For the various reasons mentioned in previous paragraphs, this doesn’t surprise us or scare us at all.

Should you buy Amazon stock?

First and foremost, Amazon isn’t going anywhere anytime soon.

Now that that obvious statement is out of the way, we see major potential for this company within the e-commerce and retail sectors, but even more within the Cloud and perhaps even artificial intelligence as well.

Data warehousing is both the present and the future, as data has become increasingly sought after and protected by companies of all shapes and sizes and this trend will not be subsiding anytime soon.

From a numbers standpoint alone, Amazon’s core financials are a bit above average from our vantage point, as its balance sheet is in mint condition, it is and is likely to continue experiencing stellar year-over-year (YOY) revenue growth, its proven ability to generate solid amount of cash through its operations and its mere brand recognition among the masses.

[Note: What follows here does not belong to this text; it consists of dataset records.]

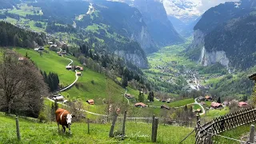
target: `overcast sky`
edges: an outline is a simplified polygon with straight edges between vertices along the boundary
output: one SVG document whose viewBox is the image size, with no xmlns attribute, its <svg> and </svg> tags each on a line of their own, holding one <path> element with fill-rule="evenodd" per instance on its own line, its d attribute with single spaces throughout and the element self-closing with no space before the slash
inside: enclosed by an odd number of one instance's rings
<svg viewBox="0 0 256 144">
<path fill-rule="evenodd" d="M 163 2 L 167 14 L 180 17 L 182 15 L 201 15 L 210 7 L 238 0 L 161 0 Z M 185 9 L 179 6 L 186 6 Z"/>
</svg>

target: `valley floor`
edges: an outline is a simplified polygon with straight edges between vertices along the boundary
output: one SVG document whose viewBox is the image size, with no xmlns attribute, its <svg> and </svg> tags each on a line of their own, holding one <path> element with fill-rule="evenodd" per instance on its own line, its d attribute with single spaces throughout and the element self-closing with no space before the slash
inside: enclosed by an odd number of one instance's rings
<svg viewBox="0 0 256 144">
<path fill-rule="evenodd" d="M 126 126 L 126 138 L 110 138 L 110 124 L 90 124 L 87 134 L 86 122 L 73 122 L 72 135 L 58 132 L 55 122 L 38 123 L 32 120 L 19 118 L 21 141 L 16 138 L 15 118 L 0 113 L 0 143 L 151 143 L 151 123 L 128 122 Z M 117 122 L 115 130 L 120 130 L 122 124 Z M 193 128 L 175 126 L 158 126 L 158 143 L 178 143 Z M 194 143 L 194 134 L 183 143 Z"/>
</svg>

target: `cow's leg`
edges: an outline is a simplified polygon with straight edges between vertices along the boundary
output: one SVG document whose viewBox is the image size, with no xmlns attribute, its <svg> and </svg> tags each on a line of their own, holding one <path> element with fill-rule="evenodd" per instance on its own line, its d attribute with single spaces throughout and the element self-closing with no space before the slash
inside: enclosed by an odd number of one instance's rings
<svg viewBox="0 0 256 144">
<path fill-rule="evenodd" d="M 59 132 L 59 123 L 58 122 L 58 131 Z"/>
<path fill-rule="evenodd" d="M 65 133 L 65 132 L 66 132 L 66 127 L 65 127 L 65 126 L 62 126 L 62 129 L 63 129 L 63 133 Z"/>
<path fill-rule="evenodd" d="M 70 124 L 68 124 L 68 125 L 67 125 L 67 127 L 68 127 L 68 129 L 69 129 L 69 133 L 71 134 Z"/>
</svg>

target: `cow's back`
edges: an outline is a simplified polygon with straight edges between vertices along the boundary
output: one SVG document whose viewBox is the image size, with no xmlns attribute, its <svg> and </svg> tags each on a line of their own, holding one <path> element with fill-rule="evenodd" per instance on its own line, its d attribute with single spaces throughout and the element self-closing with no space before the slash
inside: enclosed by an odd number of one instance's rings
<svg viewBox="0 0 256 144">
<path fill-rule="evenodd" d="M 70 112 L 64 110 L 64 109 L 58 109 L 55 111 L 56 115 L 56 121 L 58 123 L 60 123 L 61 125 L 67 126 L 66 121 L 65 118 L 63 118 L 64 116 L 66 116 Z M 62 118 L 61 118 L 62 116 Z"/>
</svg>

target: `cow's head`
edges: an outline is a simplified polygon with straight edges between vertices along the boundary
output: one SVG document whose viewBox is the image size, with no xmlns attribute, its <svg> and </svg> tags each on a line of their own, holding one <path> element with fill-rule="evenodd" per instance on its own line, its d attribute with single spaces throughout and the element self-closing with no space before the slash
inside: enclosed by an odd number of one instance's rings
<svg viewBox="0 0 256 144">
<path fill-rule="evenodd" d="M 66 118 L 66 123 L 68 124 L 68 125 L 71 125 L 71 122 L 72 122 L 72 118 L 73 117 L 75 117 L 74 115 L 72 115 L 72 114 L 66 114 L 66 116 L 65 116 L 65 118 Z"/>
</svg>

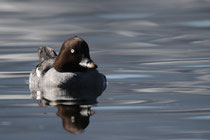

That being said, we think it will take a little time for the company to deepen its roots in the Cloud (and artificial intelligence if the company is intent on going down this route) and beef up its TTM net profit margin, along with the fact that the current recession is more than likely not going to conclude anytime soon, which will undoubtedly put a dent in Amazon’s e-commerce and logistics operating segments, which are big divisions of this company’s overall business.

Given the overall state of the economy and other prevailing factors and mixing them with Amazon’s current financial physique, we give the company’s stock a “hold” rating.

DISCLAIMER: This analysis of the aforementioned stock security is in no way to be construed, understood, or seen as formal, professional, or any other form of investment advice. We are simply expressing our opinions regarding a publicly traded entity.